Superhero comics are full of newspaper journalists like Lois Lane and Peter Parker, whose careers are firmly rooted in the news industry of the 20th century. The result is that when modern adaptations try to revamp those characters, they either have to embrace the Buzzfeed revolution of new media (like Supergirl), or risk doing what Netflix‘s Daredevil did, and wind up with an anachronistic combination of old and new.
In Daredevil, investigative reporter Ben Urich wants to look into a salacious corruption story, but his editor discourages him in favor of less controversial reporting. Instead of taking the story to a Gawker-style blog (which, incidentally, would surely be searching to uncover Daredevil’s identity as well), he decides to post the information on a personal website where no one will ever find it. The result is a subplot that mostly follows the formula of classic journalism thrillers, but seems weirdly out-of-date.

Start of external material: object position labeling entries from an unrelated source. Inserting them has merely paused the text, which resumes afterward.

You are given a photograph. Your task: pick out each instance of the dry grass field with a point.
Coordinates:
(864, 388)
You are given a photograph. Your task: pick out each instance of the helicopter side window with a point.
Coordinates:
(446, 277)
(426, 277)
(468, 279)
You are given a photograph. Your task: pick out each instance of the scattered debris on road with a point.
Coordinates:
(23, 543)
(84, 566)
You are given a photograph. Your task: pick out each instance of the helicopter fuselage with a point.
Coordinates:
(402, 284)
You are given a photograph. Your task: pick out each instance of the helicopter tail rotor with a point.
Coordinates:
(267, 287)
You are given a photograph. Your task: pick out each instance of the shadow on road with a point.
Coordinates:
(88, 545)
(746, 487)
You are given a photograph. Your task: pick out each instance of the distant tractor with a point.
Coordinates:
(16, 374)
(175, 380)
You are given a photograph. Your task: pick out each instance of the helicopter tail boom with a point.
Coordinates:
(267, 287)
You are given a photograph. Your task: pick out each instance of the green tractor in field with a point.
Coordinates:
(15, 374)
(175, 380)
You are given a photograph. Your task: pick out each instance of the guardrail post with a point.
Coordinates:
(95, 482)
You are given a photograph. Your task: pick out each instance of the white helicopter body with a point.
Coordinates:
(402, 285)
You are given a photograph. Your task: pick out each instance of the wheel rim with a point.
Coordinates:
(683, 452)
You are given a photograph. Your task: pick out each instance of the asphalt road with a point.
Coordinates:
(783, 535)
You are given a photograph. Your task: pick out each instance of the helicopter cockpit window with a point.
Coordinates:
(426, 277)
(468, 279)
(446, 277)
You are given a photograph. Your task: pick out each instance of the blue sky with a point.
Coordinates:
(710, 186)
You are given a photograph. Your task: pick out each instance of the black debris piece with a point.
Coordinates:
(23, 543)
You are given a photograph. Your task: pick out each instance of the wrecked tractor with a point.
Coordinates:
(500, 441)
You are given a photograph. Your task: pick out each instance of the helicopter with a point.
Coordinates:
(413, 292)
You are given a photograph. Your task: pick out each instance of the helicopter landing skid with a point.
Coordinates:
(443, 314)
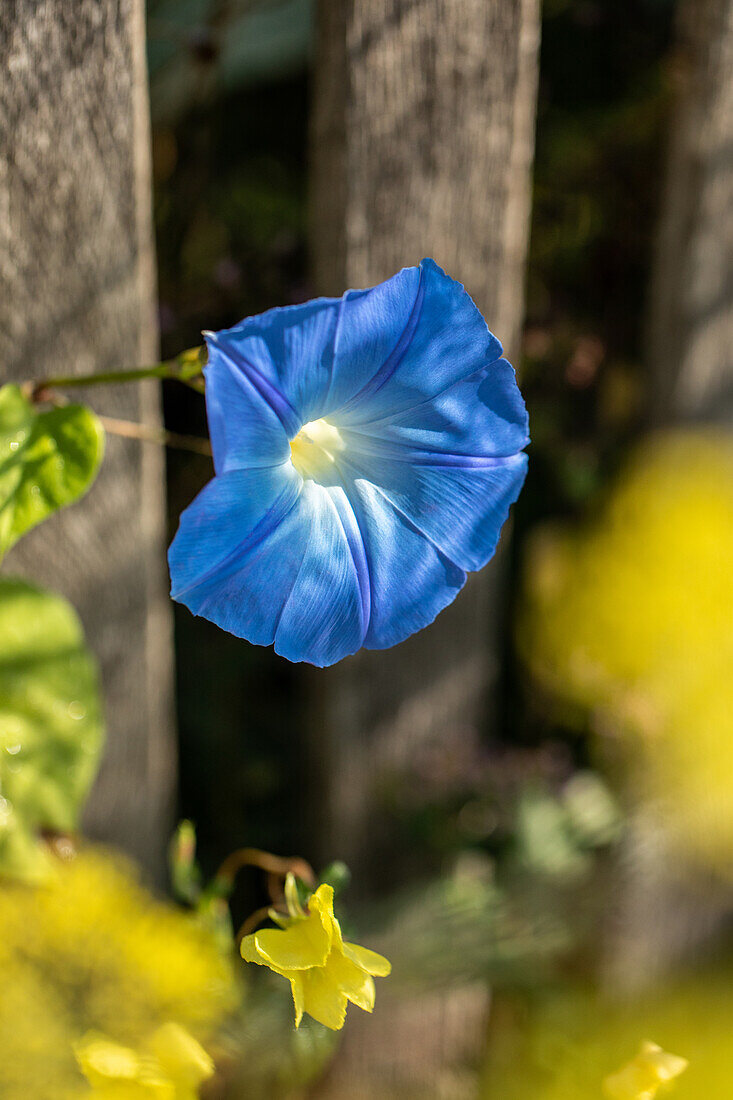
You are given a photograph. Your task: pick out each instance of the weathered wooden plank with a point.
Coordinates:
(423, 136)
(77, 295)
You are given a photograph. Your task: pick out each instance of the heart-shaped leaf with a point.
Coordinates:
(51, 727)
(47, 460)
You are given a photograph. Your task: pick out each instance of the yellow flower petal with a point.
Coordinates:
(182, 1058)
(102, 1060)
(357, 986)
(298, 997)
(641, 1078)
(304, 945)
(323, 999)
(368, 960)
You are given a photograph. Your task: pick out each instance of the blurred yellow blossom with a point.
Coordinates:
(561, 1043)
(324, 971)
(171, 1066)
(630, 618)
(91, 949)
(641, 1078)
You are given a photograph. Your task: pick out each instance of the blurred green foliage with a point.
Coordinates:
(51, 726)
(47, 460)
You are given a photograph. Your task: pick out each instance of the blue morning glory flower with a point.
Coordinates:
(367, 451)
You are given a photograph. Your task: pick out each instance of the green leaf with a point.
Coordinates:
(51, 726)
(47, 460)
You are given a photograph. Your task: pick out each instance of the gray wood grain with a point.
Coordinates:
(690, 338)
(423, 138)
(77, 295)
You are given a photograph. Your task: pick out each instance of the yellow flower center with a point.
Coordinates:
(315, 449)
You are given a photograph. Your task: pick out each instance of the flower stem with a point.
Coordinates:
(185, 367)
(151, 435)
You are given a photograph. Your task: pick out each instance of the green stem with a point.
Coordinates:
(185, 367)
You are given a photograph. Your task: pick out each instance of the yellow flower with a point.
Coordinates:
(641, 1078)
(628, 619)
(93, 950)
(171, 1066)
(324, 971)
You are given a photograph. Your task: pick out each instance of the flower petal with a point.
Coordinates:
(253, 502)
(369, 960)
(481, 416)
(298, 997)
(461, 509)
(303, 945)
(411, 580)
(437, 338)
(323, 999)
(245, 430)
(285, 568)
(327, 613)
(356, 985)
(288, 353)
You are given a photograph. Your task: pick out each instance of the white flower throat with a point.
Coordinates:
(315, 449)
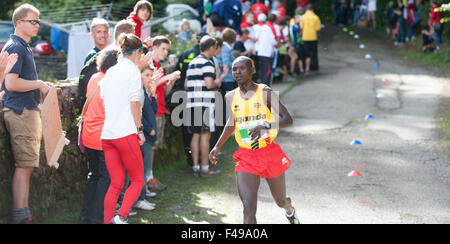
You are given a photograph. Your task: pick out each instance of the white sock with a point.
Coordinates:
(205, 168)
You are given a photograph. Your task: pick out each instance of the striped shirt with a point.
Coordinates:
(197, 93)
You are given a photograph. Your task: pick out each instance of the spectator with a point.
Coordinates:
(21, 113)
(279, 9)
(142, 12)
(149, 77)
(231, 12)
(356, 12)
(435, 23)
(264, 47)
(182, 65)
(259, 8)
(122, 134)
(297, 42)
(283, 50)
(391, 19)
(184, 37)
(371, 14)
(239, 45)
(411, 20)
(6, 64)
(161, 47)
(123, 26)
(200, 84)
(302, 3)
(226, 59)
(276, 32)
(310, 25)
(93, 115)
(100, 34)
(401, 17)
(427, 40)
(248, 20)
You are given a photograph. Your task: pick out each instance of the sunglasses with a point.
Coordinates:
(33, 22)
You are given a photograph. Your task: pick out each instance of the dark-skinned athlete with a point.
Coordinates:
(250, 116)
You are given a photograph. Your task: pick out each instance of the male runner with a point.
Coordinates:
(258, 156)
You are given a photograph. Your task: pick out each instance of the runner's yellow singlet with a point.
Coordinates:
(249, 113)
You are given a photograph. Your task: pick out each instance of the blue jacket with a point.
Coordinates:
(149, 117)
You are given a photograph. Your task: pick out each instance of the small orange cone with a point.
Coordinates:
(354, 173)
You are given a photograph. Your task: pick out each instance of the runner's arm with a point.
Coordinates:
(227, 132)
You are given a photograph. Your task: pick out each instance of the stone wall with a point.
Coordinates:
(56, 190)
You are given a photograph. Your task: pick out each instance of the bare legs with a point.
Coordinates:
(248, 185)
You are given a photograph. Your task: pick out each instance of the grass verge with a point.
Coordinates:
(187, 199)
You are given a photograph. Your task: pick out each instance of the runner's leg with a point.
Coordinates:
(248, 185)
(278, 189)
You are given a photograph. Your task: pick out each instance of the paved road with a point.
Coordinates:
(405, 172)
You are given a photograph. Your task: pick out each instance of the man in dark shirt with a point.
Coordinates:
(23, 93)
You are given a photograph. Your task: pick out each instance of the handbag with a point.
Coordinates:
(80, 123)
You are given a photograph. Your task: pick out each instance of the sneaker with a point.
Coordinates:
(132, 212)
(144, 205)
(210, 172)
(118, 220)
(293, 219)
(150, 193)
(155, 185)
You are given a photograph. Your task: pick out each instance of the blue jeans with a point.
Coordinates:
(97, 185)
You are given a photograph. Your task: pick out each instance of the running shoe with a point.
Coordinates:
(118, 220)
(155, 185)
(293, 219)
(144, 205)
(150, 193)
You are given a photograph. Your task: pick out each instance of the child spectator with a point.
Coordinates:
(184, 37)
(142, 12)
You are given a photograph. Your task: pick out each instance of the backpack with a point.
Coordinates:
(85, 75)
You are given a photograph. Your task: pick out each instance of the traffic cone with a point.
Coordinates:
(356, 142)
(354, 173)
(369, 116)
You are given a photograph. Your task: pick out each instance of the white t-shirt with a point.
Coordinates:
(372, 6)
(120, 86)
(265, 44)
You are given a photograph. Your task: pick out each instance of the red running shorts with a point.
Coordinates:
(267, 162)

By setting Superman in the mid-2oth century, you can insert Lois and Clark into a His Girl Friday-style workplace romcom without risking a wildly unrealistic depiction of modern print media. Unlike Man of Steel, which ended with Clark getting a job as a stringer at the Daily Planet, though his only work experience seemed to be as a manual laborer.
2) Superman’s retro aesthetic
Following the runaway success of the Dark Knight trilogy, you can see why Warner Bros. wanted Man of Steel to look darker than previous Superman movies. Unfortunately for them, Superman isn’t Batman. He’s a Kansas farm boy, his costume was inspired by circus strongmen, and he’s literally powered by sunshine.
Thanks to shows like Supergirl and Legends of Tomorrow, we know that it’s possible to make a modern superhero adaptation with colorful costumes and a cheerful aesthetic. But given the restrictive mold for male action heroes, this might be a harder sell for Superman. Man of Steel felt the need to update his costume by removing the red underpants and downgrading the color scheme to a sedate navy blue, but ultimately, Superman is still a guy in a catsuit and a cape.
A Mad Men-era setting removes Superman from the “realistic” expectations of modern superhero movies, allowing for greater suspension of disbelief. Also, the architecture and design of 1950s Metropolis would go a long way to set Superman apart from the zillions of other comic book movies on the market.
3) Superman as an optimistic hero
Are optimistic, morally upstanding heroes boring? Our answer is obviously a resounding “no,” although Zack Snyder might argue otherwise. Either way, Superman’s brand of heroism doesn’t really gel with the current zeitgeist of Deadpool, Jessica Jones and Age of Ultron.
Fortunately, we already have a precedent for how a historical setting can bolster the idea of a pure-hearted, old-fashioned hero. Set in the 1940s, Captain America: The First Avenger combined a simple, accessible origin story with a surprisingly smart examination of Captain America as a WWII propaganda icon.
Alongside the latest reboot of the Spider-Man franchise, which is in danger of feeling dated, 1940s-era Captain America felt fresh and new. It allowed the filmmakers to embrace a philosophy that would seem hokey in the more cynical world of Robert Downey Jr.’s Iron Man, starring a hero whose key personality traits are determination and unwavering morality.
This isn’t to say you can’t have a Christopher Reeve-style Superman movie in 2016. But by shifting back to the mid-20th century, you’re returning to the period when Superman first captured the public’s imagination. Instead of trying to reshape Clark Kent as a post-9/11 action hero (which is presumably what happened with Man of Steel), you can explore his origin story on its own terms.